L’entraide nationale en milieu rural

L’entraide nationale joue un rôle précurseur dans le domaine social.
L’assistance aux populations défavorisées se fait essentiellement à travers l’entraide nationale, notamment dans le monde rural. La lutte contre la pauvreté, l’analphabétisme. Deux domaines où plusieurs actions sont entreprises par l’institution pour combattre les affres de l’exclusion sociale.
La nouvelle stratégie de l’entraide nationale s’oriente vers l’assistance des populations vulnérables, ainsi que vers le soutien et l’insertion dans la vie active. Les opérations se concrétisent en collaboration avec les départements concernés et en partenariat avec les différentes composantes de la société civile.
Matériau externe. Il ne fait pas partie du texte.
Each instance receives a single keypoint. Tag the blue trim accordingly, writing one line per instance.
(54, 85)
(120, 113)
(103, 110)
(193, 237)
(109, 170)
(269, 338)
Cette stratégie vise essentiellement l’assistance et le soutien au profit des franges défavorisées de la société. Les enfants abandonnés, les enfants en situation précaire, les jeunes filles et femmes en situation difficile, les handicapés nécessiteux et les personnes âgées n’ayant pas de soutien familial, constituent la cible des opérations de l’entraide nationale en vue d’assurer leur insertion dans la vie active de la société. Depuis 1957, date de création de l’institution, l’entraide nationale est à pied d’œuvre en vue d’atténuer les souffrances des populations démunies, notamment dans le milieu rural. La tâche est d’une grande ampleur. Dans les régions, l’entraide nationale est un outil de la politique sociale du gouvernement.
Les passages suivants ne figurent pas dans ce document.